BlackRock likes China, India local-currency bonds; sees no Fed hike before September

    Shanghai Stock Exchange

    Lower oil prices helped Asian economies cut interest rates to boost growth without fueling inflation, according to BlackRock. Countries that subsidized the oil sector were able to increase public investment without hurting their fiscal positions.

    With the decline in inflation, real rates remain high, and that’s making select Asian local currency bonds interesting, the asset manager said in its mid-year investment report for the region.

    Neeraj Seth, head of Asian credit, said:

    “Select Asian local currency bond markets look interesting and we are positioned in markets like India and China. Real yields remain high which supports the case for further monetary easing and there is a good chance that these markets can decouple from the Fed hike cycle. The currencies have good carry and low volatility relative to the U.S. dollar and these bonds offer nice diversification potential. However, with policy divergence largely playing out in the currency markets, we are funding these positions with select non-dollar currencies.”

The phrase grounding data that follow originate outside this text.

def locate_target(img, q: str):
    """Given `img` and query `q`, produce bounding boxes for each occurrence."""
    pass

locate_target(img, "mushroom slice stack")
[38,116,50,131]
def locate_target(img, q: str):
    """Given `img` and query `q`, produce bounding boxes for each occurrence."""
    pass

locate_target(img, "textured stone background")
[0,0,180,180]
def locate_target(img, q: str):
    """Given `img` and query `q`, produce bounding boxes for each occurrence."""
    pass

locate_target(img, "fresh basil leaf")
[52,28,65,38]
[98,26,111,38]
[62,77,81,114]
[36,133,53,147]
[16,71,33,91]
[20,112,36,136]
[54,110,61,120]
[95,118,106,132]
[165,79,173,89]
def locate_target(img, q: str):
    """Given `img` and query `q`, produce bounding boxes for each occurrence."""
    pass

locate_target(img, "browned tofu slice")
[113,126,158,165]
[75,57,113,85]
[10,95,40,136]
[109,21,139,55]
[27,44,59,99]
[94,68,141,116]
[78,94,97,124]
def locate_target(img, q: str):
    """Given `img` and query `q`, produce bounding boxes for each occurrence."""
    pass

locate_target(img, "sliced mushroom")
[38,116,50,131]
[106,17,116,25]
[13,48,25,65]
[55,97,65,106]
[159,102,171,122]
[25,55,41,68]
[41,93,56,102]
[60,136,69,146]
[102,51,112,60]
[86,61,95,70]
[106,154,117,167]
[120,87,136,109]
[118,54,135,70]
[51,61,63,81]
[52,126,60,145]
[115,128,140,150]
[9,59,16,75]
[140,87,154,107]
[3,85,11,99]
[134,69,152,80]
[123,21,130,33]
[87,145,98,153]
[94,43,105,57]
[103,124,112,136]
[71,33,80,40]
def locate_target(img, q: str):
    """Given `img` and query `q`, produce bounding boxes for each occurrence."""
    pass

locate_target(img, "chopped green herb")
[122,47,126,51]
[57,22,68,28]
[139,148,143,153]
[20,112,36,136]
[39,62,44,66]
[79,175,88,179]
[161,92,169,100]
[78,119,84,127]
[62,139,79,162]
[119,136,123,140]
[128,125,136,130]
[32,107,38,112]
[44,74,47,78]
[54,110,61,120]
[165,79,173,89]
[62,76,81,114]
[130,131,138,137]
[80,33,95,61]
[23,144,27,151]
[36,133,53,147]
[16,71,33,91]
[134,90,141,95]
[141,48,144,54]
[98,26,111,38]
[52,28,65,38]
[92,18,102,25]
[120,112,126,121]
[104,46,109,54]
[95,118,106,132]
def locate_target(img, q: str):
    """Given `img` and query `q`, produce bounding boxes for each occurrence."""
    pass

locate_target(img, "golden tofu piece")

    BlackRock expects the Fed to start raising short-term rates this year, but not before September.

    On equities, BlackRock said China is moving its policy direction from the one that would jump-start the economy to a slower, less cyclical and more stable growth path.

    As a result, the firm has moved its positions from cyclical Chinese stocks “to ones that will have steadier but longer term growth potentials and benefit from this changing cycle,” according to Andrew Swan, head of Asian equities at BlackRock.

    For Asia as a whole, here’s what Swan has to say:

    “Asia is currently subject to differing forces, leading to contrasting trends in the region and illustrating the need for a flexible approach to investment. We believe 2015 to be a transitional year, moving from a tight environment with low expectations for valuations to one that is more supportive of growth in equities in the second half.”